Data assimilation integrates observational data with predictive simulation models to produce coherent estimates of the full state of complex physical systems. However, simulation models inevitably neglect small-scale processes, are sensitive to perturbations, or oversimplify parameter correlations, leading to reconstructions that diverge from sensor measurements of real physics. This creates a critical simulation-to-reality (SIM2REAL) gap. We propose DA-SHRED (Data Assimilation with SHallow REcurrent Decoder), a machine learning framework that bridges the SIM2REAL gap by leveraging the latent space learned from reduced simulation models via the SHRED architecture.

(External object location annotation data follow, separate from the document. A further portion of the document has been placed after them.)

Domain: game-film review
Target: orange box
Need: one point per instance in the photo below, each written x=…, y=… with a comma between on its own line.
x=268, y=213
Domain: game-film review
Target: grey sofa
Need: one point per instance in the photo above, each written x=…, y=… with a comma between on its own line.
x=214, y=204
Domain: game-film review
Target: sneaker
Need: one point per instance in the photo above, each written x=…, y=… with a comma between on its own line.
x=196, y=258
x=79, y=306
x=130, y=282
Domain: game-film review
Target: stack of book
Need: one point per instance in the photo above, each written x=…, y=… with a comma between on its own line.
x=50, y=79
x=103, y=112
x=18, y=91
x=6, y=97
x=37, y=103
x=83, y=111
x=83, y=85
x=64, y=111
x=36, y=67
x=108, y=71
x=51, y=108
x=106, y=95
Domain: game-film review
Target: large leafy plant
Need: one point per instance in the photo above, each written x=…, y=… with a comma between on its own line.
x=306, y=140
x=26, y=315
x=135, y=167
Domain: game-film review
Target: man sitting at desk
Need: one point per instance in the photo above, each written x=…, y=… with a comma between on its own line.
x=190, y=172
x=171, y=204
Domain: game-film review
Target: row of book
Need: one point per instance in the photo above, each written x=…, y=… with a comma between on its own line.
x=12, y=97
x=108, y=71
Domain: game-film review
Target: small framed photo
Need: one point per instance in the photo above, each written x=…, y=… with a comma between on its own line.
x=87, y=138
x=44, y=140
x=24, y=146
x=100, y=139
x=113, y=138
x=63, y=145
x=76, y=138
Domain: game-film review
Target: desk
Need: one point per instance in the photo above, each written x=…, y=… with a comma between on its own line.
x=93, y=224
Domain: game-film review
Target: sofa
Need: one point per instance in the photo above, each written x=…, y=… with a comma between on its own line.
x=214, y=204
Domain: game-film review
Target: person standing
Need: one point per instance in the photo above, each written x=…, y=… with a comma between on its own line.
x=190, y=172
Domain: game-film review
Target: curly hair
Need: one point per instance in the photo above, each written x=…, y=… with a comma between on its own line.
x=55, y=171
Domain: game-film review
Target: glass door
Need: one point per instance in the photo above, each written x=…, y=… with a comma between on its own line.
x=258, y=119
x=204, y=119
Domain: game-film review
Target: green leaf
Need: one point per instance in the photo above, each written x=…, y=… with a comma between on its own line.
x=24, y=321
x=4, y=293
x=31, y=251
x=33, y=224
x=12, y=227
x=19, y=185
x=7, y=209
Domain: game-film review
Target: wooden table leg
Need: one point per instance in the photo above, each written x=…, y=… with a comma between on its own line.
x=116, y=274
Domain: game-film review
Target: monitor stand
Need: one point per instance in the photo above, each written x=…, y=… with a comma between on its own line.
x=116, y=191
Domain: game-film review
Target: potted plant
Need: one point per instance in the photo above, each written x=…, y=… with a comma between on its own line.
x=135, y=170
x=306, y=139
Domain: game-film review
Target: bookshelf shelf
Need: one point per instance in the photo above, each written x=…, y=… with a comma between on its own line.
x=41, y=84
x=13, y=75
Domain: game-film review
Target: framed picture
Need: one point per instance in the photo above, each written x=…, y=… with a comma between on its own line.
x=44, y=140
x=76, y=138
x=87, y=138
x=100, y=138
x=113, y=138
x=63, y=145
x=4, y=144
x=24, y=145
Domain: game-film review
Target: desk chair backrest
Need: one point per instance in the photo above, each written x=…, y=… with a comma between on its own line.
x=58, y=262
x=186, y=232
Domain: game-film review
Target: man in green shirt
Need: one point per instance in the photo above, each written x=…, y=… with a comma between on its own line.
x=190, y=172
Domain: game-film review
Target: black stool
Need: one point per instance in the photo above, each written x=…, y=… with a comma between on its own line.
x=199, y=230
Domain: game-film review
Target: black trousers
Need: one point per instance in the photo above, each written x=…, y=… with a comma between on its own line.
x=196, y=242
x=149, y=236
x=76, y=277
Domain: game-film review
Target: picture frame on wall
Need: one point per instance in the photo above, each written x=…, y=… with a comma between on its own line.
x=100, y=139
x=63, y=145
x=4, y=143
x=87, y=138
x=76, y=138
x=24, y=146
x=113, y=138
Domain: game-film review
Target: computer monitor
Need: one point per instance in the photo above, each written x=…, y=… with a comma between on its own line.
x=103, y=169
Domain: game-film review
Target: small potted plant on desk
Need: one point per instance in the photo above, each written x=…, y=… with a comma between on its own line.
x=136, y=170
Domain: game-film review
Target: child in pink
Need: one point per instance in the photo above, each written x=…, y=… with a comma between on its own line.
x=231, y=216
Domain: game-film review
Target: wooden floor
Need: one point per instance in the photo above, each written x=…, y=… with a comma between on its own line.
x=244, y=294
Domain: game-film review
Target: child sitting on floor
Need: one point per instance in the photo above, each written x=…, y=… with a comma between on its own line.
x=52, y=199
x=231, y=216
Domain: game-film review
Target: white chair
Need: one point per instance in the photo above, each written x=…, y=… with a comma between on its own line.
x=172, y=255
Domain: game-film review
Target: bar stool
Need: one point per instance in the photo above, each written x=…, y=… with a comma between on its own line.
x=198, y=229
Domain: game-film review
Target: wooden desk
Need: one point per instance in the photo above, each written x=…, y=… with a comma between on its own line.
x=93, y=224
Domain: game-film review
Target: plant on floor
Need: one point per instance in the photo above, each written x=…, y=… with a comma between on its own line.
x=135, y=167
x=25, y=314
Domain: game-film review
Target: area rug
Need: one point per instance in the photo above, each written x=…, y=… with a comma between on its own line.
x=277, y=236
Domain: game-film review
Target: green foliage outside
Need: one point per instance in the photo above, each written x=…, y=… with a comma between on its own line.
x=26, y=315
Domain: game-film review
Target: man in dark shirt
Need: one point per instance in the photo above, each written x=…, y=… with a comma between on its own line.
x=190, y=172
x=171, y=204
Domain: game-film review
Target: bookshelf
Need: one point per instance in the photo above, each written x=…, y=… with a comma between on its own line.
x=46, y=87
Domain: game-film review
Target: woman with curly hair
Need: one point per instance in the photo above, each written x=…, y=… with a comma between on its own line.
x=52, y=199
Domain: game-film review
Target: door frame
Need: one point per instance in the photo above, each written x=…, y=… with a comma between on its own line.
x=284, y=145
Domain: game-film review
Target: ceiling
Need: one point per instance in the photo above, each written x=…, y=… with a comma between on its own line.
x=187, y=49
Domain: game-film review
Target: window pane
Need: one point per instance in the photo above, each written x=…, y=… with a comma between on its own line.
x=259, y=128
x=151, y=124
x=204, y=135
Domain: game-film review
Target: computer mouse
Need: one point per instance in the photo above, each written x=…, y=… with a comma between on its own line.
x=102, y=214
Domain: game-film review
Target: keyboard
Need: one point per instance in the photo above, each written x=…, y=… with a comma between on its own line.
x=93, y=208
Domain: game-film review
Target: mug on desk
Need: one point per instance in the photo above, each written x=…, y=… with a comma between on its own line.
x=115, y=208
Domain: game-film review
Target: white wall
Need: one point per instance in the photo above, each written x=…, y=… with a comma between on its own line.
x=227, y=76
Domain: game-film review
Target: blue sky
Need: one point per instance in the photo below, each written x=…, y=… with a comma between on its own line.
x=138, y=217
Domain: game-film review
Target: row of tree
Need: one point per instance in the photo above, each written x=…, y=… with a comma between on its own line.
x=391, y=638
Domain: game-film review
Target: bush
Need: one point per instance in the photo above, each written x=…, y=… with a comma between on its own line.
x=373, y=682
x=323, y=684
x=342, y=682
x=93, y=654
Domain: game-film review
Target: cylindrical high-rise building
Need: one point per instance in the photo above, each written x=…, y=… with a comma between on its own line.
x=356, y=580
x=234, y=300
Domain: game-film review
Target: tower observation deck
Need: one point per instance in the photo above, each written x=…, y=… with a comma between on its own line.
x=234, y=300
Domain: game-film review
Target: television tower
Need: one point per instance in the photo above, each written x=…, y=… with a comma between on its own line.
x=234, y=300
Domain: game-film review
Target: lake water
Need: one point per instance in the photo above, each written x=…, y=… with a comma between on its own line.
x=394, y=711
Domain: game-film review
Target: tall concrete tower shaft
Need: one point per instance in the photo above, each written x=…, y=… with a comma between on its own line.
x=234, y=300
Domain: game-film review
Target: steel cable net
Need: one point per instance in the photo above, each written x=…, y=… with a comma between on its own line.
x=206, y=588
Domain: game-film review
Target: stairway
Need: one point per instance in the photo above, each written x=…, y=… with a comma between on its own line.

SHRED exploits three key concepts: separation of variables, Takens embedding theorem, and a decoding-only strategy to reconstruct full state-space dynamics from sparse sensor measurements. Our framework updates latent variables using real sensor data to accurately reconstruct full system states that cannot be directly observed. Furthermore, DA-SHRED incorporates a sparse identification of nonlinear dynamics (SINDy) regression model in the latent space to identify functionals corresponding to missing dynamics in simulation models. Two SINDy-based algorithms are presented for extracting parsimonious missing physics from libraries of candidate terms. The method is demonstrated on four challenging systems: 2D damped Kuramoto-Sivashinsky equations, 2D Kolmogorov flow, 2D Gray-Scott reaction-diffusion equations, and rotating detonation engines. Results show that DA-SHRED closes the SIM2REAL gap by approximately an order of magnitude in error within short evolution windows while successfully recovering missing physics terms. Theoretical analysis establishes that DA-SHRED preserves representational structure under suitable assumptions, with port-Hamiltonian systems providing rigorous examples of eigenspace preservation under perturbations. The algorithm is robust to noise, requires minimal training data, and enables efficient laptop-level computing. DA-SHRED demonstrates a powerful synergy between data assimilation, reduced-order modeling, and physics-informed model discovery for real-time, data-efficient state estimation in scientific and engineering applications.